Además de mostrar su encendido agradecimiento a la Caja de Ahorros de
Badajoz, una de las "hijas" de la Institución, y al consejero de
Cultura, por las obras de restauración que realiza en la vieja sede.
Finalmente,
el consejero de la cosa cultural, Paco Muñoz, encantado de haberse
conocido estando donde estaba, al tiempo que alababa la implicación de
la Económica pacense en la vida ciudadana, cerraría el acto declarando
abierto este XIV Encuentro.
Sólo un fallo que achacar al ínclito
Pedraja y a sus muchachos: ¡y es que se olvidaron de la tarta con las
190 velitas de rigor! ¡Cumpla usted 190 años, que ya es para Medalla de
Extremadura a la longevidad, para que se les olvide la tarta a los
padres adoptivos de la criatura! ¡Pues yo no voy a esperar otros 190
años, ea!
EXPOSICIÓN BIBLIOGRÁFICA
Un
rato después, tras saludar a congresistas locales y forasteros, entre
ellos al simpar cubano Lázaro Tomás Mora, uno que viene de la Habana,
¡casi ná!, nos fuimos con todo el equipo, armados de paraguas, que
llovía sin parar, a la antigua sede de la Económica, en el 1 de la
calle Hernán Cortés. Había una Exposición titulada Badajoz en sus escritores y artistas,
con una muestra impagable de 79 libros y documentos de todas las
épocas, comprendidos entre los siglos XVI y XXI. El más antiguo, la Omnia opera, de San Agustín (1552), y el más moderno, el titulado Badajoz: la vida de una ciudad fronteriza,
de Augusto Rebollo (2002). Y allí que nos juntamos todos, que no cabía
un alfiler, en tanto las amabilísimas Laura Marroquín y Remedios
Sepúlveda, auxiliares de las dos Bibliotecas, nos atenderían con sus
catálogos y sus sonrisas. Y, entre libros raros y curiosos por aquí y
conversación animada por allá y acullá, nos enteramos que las
venerables vitrinas --un total de 54--, las que contienen libros y
documentos de extraordinario valor, han sido restauradas recientemente
por la Consejería de Cultura.
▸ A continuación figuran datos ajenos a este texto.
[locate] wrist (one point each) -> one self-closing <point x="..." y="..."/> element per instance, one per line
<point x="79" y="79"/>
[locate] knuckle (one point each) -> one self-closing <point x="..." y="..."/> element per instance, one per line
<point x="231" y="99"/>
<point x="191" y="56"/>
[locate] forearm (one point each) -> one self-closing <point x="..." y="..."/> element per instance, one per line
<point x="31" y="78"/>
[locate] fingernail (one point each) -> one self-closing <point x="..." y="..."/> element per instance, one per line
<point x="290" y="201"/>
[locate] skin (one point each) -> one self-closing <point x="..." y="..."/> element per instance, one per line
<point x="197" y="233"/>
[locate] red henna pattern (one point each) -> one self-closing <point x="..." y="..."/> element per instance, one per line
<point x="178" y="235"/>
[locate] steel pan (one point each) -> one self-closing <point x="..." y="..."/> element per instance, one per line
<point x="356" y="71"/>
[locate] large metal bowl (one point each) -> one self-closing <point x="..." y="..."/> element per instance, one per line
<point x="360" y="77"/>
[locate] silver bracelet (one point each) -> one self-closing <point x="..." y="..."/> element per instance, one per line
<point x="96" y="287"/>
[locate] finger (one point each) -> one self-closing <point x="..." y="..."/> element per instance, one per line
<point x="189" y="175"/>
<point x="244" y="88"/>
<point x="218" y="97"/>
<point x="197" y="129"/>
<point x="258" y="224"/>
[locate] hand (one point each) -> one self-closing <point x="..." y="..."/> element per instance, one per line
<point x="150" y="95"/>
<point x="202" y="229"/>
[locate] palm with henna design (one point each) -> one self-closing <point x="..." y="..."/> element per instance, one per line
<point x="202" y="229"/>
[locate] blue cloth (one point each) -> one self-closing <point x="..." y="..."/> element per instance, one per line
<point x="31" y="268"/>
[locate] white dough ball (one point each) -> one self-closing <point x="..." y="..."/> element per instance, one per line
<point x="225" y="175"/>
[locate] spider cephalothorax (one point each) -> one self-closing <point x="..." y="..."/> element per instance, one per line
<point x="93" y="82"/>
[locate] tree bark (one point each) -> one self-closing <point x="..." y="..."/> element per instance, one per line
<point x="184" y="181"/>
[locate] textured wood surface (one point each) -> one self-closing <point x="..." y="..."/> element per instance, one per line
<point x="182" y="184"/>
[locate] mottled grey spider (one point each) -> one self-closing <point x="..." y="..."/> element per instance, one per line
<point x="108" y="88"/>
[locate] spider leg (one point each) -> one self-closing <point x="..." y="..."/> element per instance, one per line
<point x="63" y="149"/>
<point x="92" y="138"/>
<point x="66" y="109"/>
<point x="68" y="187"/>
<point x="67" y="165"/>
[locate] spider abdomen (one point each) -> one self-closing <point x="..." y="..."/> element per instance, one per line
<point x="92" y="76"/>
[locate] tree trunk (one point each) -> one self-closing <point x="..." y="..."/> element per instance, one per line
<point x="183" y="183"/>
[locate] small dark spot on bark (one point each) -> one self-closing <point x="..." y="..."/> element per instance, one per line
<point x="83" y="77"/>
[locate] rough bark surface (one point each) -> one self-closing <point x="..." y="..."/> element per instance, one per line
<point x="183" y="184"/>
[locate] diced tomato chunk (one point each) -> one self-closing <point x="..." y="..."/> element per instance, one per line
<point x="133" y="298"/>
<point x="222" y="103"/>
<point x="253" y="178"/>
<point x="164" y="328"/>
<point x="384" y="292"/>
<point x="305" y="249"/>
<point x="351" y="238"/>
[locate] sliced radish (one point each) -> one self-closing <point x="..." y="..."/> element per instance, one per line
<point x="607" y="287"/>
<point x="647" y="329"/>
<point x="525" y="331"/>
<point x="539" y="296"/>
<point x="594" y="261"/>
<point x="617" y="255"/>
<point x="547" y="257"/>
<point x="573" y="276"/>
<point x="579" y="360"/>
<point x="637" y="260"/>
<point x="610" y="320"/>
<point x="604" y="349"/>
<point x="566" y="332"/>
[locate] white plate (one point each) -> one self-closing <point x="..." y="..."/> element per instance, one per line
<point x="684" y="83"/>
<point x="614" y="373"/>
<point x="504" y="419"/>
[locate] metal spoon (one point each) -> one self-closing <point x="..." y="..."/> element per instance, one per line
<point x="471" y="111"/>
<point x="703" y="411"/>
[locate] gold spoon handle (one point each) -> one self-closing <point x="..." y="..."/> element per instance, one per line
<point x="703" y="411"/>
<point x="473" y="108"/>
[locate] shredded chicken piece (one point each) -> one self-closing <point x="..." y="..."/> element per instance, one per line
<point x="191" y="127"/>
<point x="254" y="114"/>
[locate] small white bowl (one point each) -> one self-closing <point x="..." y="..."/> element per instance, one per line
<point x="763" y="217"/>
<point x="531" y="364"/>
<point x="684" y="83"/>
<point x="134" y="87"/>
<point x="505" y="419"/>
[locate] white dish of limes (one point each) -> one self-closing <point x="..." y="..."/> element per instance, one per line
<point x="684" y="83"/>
Trabajos que serán ampliados más adelante
con la instalación de un sistema de alumbrado como Dios manda y la
restauración de las bellas pinturas del techo, una de las cuales
refleja el santo y seña de nuestra Económica: "Enseñando Fomenta". Esta
interesante Exposición bibliográfica estará abierta hasta el 31, en
horarios de 10 a 12 y de 19 a 21.
Al día siguiente, los congresistas tuvieron tiempo para el trabajo, dividido en ponencias ad hoc,
así como para las visitas guiadas, las recepciones oficiales, el
cafelito a media mañana y demás, quedando encantados de la hospitalidad
y las atenciones de los extremeños, en este caso, los pacenses. El
sábado, los congresistas harían turismo guiado a la cercana Elvas,
poniéndose el broche de oro a los fastos celebrativos del XIV Encuentro
de RR. SS. Económicas Amigos del País de España y América.
¡Felicidades por esos 190 años y enhorabuena!